Estudos recentes com animais têm indicado que o transplante de células-tronco embrionárias pode reverter a degeneração dos neurônios dopaminérgicos e restaurar a função motora. As células-tronco têm a capacidade de se transformarem em qualquer tecido do corpo e uma vez implantadas no cérebro do animal doente se diferenciam em neurônios dopaminérgicos.  No entanto, o procedimento tinha se mostrado pouco seguro, por envolver o alto risco de formação de tumores depois do transplante.

“As células-tronco pluripotentes podem virar qualquer tecido e por isso a chance de se transformarem em tumor é grande”, explica o neurocientista do Instituto D’Or de Pesquisa e Ensino (IDOR) e da Universidade Federal do Rio de Janeiro (UFRJ) Stevens Rehen, orientador da pesquisa, que é fruto do trabalho de doutorado da aluna da UFRJ Mariana Acquarone.

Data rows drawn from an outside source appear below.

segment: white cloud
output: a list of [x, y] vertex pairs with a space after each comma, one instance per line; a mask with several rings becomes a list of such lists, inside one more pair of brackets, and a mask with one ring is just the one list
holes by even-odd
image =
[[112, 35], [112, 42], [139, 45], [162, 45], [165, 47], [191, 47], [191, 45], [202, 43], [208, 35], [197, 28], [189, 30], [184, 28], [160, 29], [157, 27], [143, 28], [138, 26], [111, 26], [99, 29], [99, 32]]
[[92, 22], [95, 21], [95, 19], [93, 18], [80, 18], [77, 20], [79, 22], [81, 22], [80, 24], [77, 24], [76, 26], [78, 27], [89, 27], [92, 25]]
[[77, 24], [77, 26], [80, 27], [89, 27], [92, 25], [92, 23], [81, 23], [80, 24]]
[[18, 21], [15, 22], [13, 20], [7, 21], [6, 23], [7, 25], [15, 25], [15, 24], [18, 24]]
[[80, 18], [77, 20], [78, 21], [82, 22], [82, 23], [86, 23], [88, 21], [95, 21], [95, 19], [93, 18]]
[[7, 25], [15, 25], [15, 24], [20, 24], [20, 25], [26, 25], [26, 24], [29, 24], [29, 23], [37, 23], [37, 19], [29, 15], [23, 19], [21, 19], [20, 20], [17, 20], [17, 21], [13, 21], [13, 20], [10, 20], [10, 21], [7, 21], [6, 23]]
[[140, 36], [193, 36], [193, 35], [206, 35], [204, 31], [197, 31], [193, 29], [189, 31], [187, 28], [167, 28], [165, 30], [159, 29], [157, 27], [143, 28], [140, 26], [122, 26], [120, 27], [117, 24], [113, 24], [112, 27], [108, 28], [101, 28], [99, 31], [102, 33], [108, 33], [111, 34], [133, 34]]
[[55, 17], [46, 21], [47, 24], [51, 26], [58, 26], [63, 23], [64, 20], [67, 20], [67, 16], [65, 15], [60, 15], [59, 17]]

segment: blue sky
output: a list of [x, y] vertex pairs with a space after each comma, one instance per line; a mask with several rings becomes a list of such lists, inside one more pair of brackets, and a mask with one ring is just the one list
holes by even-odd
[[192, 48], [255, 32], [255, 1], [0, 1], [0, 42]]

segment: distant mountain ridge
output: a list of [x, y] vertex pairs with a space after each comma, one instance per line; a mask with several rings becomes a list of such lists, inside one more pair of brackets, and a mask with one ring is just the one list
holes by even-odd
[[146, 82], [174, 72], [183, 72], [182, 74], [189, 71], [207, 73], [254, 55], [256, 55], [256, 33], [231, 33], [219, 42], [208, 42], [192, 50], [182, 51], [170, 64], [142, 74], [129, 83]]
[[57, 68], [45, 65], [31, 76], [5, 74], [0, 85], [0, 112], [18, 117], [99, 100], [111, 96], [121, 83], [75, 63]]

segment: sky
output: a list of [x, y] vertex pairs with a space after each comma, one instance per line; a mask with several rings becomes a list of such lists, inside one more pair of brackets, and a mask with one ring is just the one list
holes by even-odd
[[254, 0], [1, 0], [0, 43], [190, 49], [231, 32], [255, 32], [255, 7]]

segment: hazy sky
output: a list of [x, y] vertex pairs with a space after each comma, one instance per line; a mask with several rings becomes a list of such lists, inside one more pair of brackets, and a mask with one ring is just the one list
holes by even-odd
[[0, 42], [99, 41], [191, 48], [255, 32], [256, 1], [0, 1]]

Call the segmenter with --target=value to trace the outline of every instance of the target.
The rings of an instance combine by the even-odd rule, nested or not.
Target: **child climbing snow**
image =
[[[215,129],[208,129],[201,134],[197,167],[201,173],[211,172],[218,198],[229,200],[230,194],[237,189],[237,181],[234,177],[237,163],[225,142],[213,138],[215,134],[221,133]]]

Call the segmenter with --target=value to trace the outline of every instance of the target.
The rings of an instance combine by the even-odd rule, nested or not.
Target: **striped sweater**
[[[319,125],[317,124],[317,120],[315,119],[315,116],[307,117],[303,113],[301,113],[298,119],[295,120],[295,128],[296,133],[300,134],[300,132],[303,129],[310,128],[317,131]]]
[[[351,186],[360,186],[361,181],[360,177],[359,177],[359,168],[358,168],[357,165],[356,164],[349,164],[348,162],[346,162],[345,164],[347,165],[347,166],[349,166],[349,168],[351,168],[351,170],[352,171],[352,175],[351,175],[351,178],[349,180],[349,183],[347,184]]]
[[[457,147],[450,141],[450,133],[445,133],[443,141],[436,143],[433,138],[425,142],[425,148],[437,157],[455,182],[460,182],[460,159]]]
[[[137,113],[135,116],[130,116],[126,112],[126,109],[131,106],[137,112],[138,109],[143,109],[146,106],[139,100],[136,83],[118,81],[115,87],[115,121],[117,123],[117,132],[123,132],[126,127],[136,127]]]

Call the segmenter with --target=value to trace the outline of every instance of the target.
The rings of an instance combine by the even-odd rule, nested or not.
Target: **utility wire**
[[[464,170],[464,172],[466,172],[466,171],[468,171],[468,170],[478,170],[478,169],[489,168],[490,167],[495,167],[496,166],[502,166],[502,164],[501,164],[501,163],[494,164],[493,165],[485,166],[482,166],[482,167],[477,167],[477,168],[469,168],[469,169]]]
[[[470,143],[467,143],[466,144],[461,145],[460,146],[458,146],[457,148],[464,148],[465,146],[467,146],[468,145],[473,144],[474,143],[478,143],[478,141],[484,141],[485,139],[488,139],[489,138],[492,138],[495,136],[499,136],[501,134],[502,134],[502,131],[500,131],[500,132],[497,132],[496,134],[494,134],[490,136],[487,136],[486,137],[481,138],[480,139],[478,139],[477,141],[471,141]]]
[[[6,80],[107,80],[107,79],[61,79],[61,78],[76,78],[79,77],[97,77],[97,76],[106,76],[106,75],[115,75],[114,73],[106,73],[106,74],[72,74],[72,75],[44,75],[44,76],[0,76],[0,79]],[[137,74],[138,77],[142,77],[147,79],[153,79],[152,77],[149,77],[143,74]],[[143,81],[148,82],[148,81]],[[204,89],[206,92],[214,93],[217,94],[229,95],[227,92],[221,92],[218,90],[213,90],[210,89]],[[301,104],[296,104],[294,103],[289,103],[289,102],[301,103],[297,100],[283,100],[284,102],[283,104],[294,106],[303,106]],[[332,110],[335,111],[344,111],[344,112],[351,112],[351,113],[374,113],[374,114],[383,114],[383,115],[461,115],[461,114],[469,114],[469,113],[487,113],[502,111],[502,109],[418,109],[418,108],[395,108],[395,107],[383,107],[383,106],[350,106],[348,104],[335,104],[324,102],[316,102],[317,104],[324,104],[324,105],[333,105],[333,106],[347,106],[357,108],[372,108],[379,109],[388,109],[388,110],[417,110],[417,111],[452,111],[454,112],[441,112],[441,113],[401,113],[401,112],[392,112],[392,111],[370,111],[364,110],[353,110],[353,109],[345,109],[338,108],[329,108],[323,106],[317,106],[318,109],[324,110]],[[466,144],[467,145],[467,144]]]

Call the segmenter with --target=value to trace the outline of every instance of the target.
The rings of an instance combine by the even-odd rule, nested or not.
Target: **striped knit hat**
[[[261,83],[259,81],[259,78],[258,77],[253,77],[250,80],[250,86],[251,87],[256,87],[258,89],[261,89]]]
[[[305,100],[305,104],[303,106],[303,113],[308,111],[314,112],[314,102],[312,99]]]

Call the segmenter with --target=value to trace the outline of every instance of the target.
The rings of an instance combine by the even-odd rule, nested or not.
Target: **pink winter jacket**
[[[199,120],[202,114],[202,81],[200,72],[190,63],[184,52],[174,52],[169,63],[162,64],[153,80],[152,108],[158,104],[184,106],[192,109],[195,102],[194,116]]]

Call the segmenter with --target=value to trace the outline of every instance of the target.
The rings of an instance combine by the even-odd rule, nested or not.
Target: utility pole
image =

Para resolver esse problema, os pesquisadores testaram pela primeira vez o uso de uma substância que fez toda a diferença. Antes do transplante, eles trataram as células-tronco de camundongos com mitomicina C — um medicamento já prescrito no tratamento de câncer de estômago. A droga atua na replicação do DNA das células e previne o seu crescimento descontrolado, que é a causa dos tumores.

No experimento, foram usados camundongos com os mesmos sintomas de um paciente de Parkinson, como falta de coordenação motora. Os animais foram divididos em três grupos. O primeiro, o grupo controle, não recebeu o implante das células-tronco. O segundo recebeu as células-tronco comuns, não tratadas com mitomicina C. E o terceiro recebeu as células tratadas com a substância.

Depois de injetadas cerca de 500 mil células-tronco, os animais do segundo grupo, do implante tradicional, mostraram melhoria nas funções motoras, mas morreram entre 3 e 7 semanas depois em decorrência de tumores. Por outro lado, os animais que receberam as células-tronco tratadas exibiram melhoria nos sintomas do Parkinson e sobreviveram por 12 semanas sem a formação de tumores. Quatro desses animais forma monitorados por 15 meses e ficaram saudáveis durante todo este período.

Além disso, os cientistas mostraram em testes in vitro que tratar as células-tronco com a mitomicina aumentou a liberação de dopamina em quatro vezes nos neurônios diferenciados. “A simples estratégia de expor as células-tronco a um medicamento contra o câncer tornou o transplante de células-tronco uma opção mais segura, eliminando o risco de formação de tumores”, diz Rehen.

A descoberta, publicada no periódico Frontiers in Cellular Neuroscience, abre caminho para que os pesquisadores iniciem testes clínicos usando células-tronco para tratar Parkinson e outras doenças neurodegenerativas.

“Nossa técnica usando a mitomicina C pode apressar os ensaios clínicos com células-tronco para tratar várias doenças em humanos”, diz Rehen. “É o primeiro passo para tornar esse tipo de tratamento possível.”

Atualmente, não existe no Brasil tratamento aprovado com células-tronco para doenças neurodegenerativas. Mas a pesquisa  pode demorar até chegar à clínica. Ainda é necessário realizar testes de segurança em humanos para garantir que o feito será o mesmo observado em camundongos.

Rehen avisa que essa etapa de pesquisa já está prevista, bem como o teste do novo protocolo em células-tronco de pluripotência induzida (iPS), que podem ser obtidas de qualquer tecido de um adulto e dispensam o polêmico uso de células de embriões.